Betti Mary: Ein musikalischer Notruf aus Lexnitz. Die aus Lexnitz stammende Sängerin Betti Mary hat mit ihrem neuen Lied „S.O.S.“ eine wichtige Botschaft: „Der Klimawandel betrifft uns alle. Die Menschheit muss aufwachen.“

Von Sebastian Dangl. Erstellt am 05. März 2021 (04:10)
Am Nebelstein singt Betti Mary ihr Plädoyer gegen den Klimawandel.
privat

Große Töne und eine wichtige Botschaft kommen von Betti Mary auf ihrem neuen Song „S.O.S.“. Die aus Lexnitz bei Dobersberg stammende Sängerin sagt damit auf ihre Art dem Klimawandel den Kampf an. „Es ist ein Thema, das mir besonders am Herzen liegt. Die Erde weint, so empfinde ich“, schildert sie. Als echte Waldviertlerin ist die Verbundenheit zur Natur natürlich groß.

Bereits dritte professionelle Produktion. Nach den Songs „Nur für dich“ und „Jetzt lebe ich“ ist der neue Song ihre bereits dritte professionelle Produktion. Für „S.O.S.“ holte Betti Mary zusätzlich noch eine Songwriterin mit an Bord, um gemeinsam mit Produzent Alexander Kahr „das Beste herauszuholen“. „Ich möchte mit S.O.S. ein Zeichen setzen und hoffe auf Veränderung, die die Menschheit von dieser Profitgier herunter holt und achtsamer mit der Natur macht.“ Die „Ohoh’s“ im Song seien sozusagen ein Hilferuf, dass die Menschheit endlich aufwacht.
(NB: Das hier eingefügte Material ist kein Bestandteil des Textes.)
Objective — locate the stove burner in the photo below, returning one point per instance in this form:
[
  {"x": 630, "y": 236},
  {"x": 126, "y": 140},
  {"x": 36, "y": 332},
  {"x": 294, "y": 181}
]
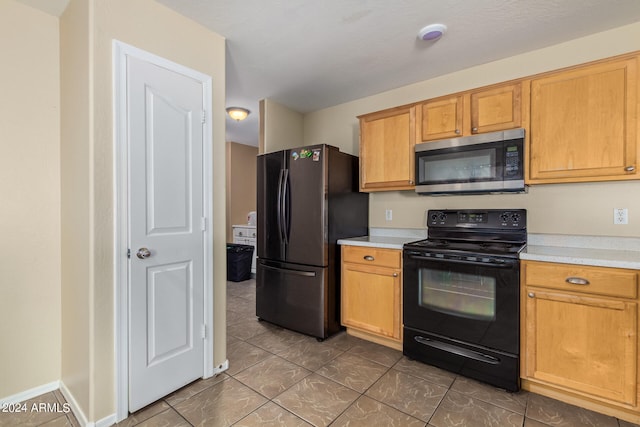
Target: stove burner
[{"x": 493, "y": 237}]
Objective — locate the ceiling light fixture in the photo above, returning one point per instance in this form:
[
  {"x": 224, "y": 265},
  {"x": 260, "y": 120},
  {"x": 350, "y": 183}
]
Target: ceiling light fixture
[
  {"x": 237, "y": 113},
  {"x": 432, "y": 32}
]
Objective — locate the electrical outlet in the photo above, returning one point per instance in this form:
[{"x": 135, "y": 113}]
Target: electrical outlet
[{"x": 620, "y": 216}]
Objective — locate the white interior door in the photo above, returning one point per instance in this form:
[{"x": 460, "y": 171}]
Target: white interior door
[{"x": 166, "y": 237}]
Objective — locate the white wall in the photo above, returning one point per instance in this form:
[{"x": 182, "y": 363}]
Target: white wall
[
  {"x": 88, "y": 28},
  {"x": 585, "y": 209},
  {"x": 281, "y": 127},
  {"x": 30, "y": 192}
]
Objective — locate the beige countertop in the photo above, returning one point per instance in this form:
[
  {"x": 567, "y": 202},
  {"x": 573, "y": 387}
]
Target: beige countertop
[
  {"x": 600, "y": 251},
  {"x": 387, "y": 238}
]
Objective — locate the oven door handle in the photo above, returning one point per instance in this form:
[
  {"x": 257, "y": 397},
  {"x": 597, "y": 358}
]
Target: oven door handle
[
  {"x": 464, "y": 352},
  {"x": 505, "y": 264}
]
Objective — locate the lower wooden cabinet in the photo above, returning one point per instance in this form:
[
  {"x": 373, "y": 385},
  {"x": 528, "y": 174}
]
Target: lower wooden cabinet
[
  {"x": 371, "y": 293},
  {"x": 581, "y": 331}
]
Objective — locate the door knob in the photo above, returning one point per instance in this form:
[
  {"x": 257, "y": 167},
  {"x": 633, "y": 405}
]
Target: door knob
[{"x": 143, "y": 253}]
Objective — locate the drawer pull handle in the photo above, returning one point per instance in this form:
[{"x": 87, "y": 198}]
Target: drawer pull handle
[{"x": 577, "y": 281}]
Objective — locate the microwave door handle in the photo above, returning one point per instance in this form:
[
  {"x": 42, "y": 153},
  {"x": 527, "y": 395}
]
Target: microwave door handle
[{"x": 506, "y": 264}]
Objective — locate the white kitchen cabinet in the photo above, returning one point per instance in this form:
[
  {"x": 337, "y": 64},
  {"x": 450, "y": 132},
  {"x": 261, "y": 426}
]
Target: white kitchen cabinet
[{"x": 247, "y": 235}]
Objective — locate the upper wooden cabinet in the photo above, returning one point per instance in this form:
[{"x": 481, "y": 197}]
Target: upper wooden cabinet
[
  {"x": 488, "y": 109},
  {"x": 387, "y": 139},
  {"x": 495, "y": 109},
  {"x": 584, "y": 123},
  {"x": 441, "y": 118}
]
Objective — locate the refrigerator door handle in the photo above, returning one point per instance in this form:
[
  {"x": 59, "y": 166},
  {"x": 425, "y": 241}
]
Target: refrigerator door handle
[
  {"x": 285, "y": 198},
  {"x": 280, "y": 205},
  {"x": 289, "y": 271}
]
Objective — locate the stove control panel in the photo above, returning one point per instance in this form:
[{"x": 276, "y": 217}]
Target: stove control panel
[{"x": 475, "y": 218}]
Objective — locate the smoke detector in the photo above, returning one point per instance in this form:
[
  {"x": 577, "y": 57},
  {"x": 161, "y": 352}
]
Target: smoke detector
[{"x": 432, "y": 32}]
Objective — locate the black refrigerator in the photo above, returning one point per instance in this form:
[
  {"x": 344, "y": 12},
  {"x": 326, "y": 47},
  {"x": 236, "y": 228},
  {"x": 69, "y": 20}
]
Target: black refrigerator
[{"x": 307, "y": 199}]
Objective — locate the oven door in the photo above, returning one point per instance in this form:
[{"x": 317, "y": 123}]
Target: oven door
[{"x": 468, "y": 301}]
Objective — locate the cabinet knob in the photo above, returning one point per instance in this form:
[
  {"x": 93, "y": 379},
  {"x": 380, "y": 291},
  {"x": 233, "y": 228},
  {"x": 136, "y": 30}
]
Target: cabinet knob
[{"x": 576, "y": 281}]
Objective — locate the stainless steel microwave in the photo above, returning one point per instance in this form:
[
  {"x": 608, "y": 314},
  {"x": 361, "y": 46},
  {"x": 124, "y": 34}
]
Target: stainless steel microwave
[{"x": 485, "y": 163}]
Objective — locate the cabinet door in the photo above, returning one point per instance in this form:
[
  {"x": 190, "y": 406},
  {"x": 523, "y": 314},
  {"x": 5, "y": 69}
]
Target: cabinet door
[
  {"x": 387, "y": 155},
  {"x": 442, "y": 118},
  {"x": 584, "y": 123},
  {"x": 496, "y": 109},
  {"x": 371, "y": 299},
  {"x": 585, "y": 344}
]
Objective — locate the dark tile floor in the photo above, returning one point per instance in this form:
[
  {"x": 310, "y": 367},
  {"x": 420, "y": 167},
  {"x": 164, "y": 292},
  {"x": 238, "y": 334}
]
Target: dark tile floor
[{"x": 280, "y": 378}]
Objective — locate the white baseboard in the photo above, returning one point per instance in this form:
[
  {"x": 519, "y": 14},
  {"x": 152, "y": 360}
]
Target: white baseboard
[
  {"x": 221, "y": 368},
  {"x": 75, "y": 408},
  {"x": 31, "y": 393},
  {"x": 109, "y": 420}
]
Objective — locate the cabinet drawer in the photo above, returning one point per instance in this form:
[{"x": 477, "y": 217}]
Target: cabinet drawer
[
  {"x": 372, "y": 256},
  {"x": 578, "y": 278},
  {"x": 244, "y": 232}
]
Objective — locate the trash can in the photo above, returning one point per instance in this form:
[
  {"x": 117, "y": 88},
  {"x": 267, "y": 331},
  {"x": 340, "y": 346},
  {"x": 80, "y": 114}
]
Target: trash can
[{"x": 239, "y": 258}]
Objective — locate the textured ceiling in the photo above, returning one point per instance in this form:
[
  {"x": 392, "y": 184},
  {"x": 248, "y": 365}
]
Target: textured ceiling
[{"x": 312, "y": 54}]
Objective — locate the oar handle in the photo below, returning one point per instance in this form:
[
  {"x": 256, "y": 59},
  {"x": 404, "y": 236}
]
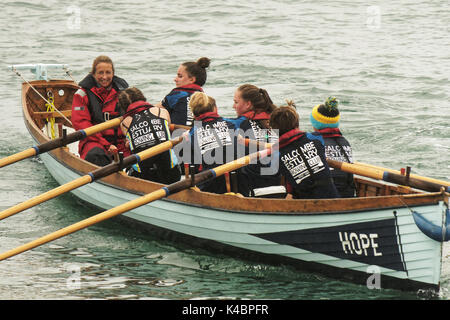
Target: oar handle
[
  {"x": 59, "y": 142},
  {"x": 387, "y": 176},
  {"x": 441, "y": 182}
]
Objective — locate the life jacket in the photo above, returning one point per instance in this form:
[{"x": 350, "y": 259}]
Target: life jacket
[
  {"x": 260, "y": 174},
  {"x": 147, "y": 130},
  {"x": 303, "y": 163},
  {"x": 338, "y": 148},
  {"x": 177, "y": 103},
  {"x": 100, "y": 109},
  {"x": 213, "y": 143},
  {"x": 93, "y": 105}
]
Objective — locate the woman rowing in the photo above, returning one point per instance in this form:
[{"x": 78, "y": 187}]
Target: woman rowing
[
  {"x": 146, "y": 126},
  {"x": 253, "y": 107},
  {"x": 302, "y": 158},
  {"x": 190, "y": 78},
  {"x": 325, "y": 120},
  {"x": 212, "y": 140}
]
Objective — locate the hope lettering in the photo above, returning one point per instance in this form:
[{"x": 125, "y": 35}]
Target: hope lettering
[{"x": 359, "y": 243}]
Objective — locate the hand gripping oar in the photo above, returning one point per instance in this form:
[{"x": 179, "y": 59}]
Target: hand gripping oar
[
  {"x": 59, "y": 142},
  {"x": 155, "y": 195},
  {"x": 388, "y": 176},
  {"x": 92, "y": 176}
]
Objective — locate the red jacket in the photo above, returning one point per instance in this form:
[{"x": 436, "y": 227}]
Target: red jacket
[{"x": 86, "y": 114}]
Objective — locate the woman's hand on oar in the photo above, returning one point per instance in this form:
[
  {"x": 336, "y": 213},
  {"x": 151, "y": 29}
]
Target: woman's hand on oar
[
  {"x": 378, "y": 174},
  {"x": 59, "y": 142},
  {"x": 156, "y": 195},
  {"x": 90, "y": 177}
]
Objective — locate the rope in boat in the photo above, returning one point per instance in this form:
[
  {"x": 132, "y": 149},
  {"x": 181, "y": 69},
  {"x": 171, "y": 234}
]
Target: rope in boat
[{"x": 62, "y": 115}]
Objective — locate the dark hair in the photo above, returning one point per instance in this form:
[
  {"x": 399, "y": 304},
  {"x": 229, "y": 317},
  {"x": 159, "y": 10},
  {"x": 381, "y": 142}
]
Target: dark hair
[
  {"x": 200, "y": 103},
  {"x": 127, "y": 97},
  {"x": 197, "y": 70},
  {"x": 100, "y": 59},
  {"x": 259, "y": 98},
  {"x": 284, "y": 119}
]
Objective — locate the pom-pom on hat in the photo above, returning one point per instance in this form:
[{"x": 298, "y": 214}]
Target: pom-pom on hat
[{"x": 326, "y": 115}]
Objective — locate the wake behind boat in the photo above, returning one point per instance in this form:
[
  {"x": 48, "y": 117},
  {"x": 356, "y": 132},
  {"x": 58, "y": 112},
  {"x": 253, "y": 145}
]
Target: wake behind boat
[{"x": 389, "y": 232}]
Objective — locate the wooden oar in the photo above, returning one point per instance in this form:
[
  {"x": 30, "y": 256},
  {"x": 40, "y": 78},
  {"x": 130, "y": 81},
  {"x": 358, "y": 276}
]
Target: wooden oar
[
  {"x": 441, "y": 182},
  {"x": 59, "y": 142},
  {"x": 130, "y": 205},
  {"x": 387, "y": 176},
  {"x": 91, "y": 176}
]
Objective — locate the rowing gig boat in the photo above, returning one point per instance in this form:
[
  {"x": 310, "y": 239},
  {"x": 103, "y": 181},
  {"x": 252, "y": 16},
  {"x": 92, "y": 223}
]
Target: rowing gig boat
[{"x": 389, "y": 234}]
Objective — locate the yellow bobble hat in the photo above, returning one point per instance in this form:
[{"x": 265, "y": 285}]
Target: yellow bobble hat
[{"x": 326, "y": 115}]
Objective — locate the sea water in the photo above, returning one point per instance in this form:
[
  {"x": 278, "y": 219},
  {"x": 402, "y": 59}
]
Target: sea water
[{"x": 387, "y": 62}]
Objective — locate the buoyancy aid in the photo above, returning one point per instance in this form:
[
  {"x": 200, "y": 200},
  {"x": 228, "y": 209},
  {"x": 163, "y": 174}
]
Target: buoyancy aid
[
  {"x": 177, "y": 103},
  {"x": 145, "y": 131},
  {"x": 261, "y": 174},
  {"x": 93, "y": 105},
  {"x": 304, "y": 165},
  {"x": 338, "y": 148},
  {"x": 213, "y": 143}
]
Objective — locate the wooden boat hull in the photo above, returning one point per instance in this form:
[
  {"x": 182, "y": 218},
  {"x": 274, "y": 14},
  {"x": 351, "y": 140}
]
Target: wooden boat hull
[{"x": 372, "y": 240}]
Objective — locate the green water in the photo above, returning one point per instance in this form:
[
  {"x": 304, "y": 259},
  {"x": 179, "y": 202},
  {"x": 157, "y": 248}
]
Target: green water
[{"x": 388, "y": 64}]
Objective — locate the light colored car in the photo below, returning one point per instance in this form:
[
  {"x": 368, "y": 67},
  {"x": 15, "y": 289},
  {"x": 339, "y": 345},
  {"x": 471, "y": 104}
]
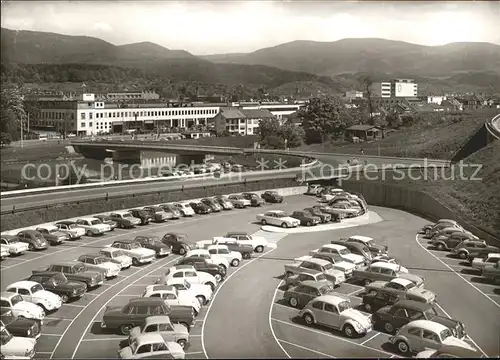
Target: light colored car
[
  {"x": 313, "y": 266},
  {"x": 200, "y": 291},
  {"x": 337, "y": 313},
  {"x": 233, "y": 257},
  {"x": 13, "y": 245},
  {"x": 93, "y": 226},
  {"x": 151, "y": 344},
  {"x": 172, "y": 296},
  {"x": 16, "y": 347},
  {"x": 21, "y": 308},
  {"x": 239, "y": 201},
  {"x": 259, "y": 243},
  {"x": 203, "y": 253},
  {"x": 161, "y": 324},
  {"x": 34, "y": 293},
  {"x": 101, "y": 263},
  {"x": 342, "y": 251},
  {"x": 184, "y": 208},
  {"x": 420, "y": 335},
  {"x": 278, "y": 218},
  {"x": 189, "y": 273},
  {"x": 117, "y": 256},
  {"x": 133, "y": 249},
  {"x": 384, "y": 271},
  {"x": 480, "y": 262}
]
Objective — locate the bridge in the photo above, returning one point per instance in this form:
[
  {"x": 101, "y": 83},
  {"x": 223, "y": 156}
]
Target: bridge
[{"x": 484, "y": 135}]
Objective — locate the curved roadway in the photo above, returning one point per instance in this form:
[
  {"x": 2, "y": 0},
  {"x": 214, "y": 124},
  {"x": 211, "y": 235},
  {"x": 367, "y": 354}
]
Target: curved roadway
[{"x": 242, "y": 319}]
Video am Nebelstein gedreht. Auch ein Musikvideo wurde zum Song gedreht. Als Szenerie wählte die Sängerin den Nebelstein. „Mir kam der Berg sofort als perfekter Ort für das Video in den Sinn.“ Ein gutes Sinnbild, wie klein der Mensch doch im Vergleich zur Gewaltigkeit der Natur ist. Der Berg ist die Bühne und die Welt das Publikum. Auf der Bühne als auch vor der Kamera fühlt sich die die Sängerin immer wohler. Die Aufregung während der Videoproduktion sei trotzdem noch da gewesen.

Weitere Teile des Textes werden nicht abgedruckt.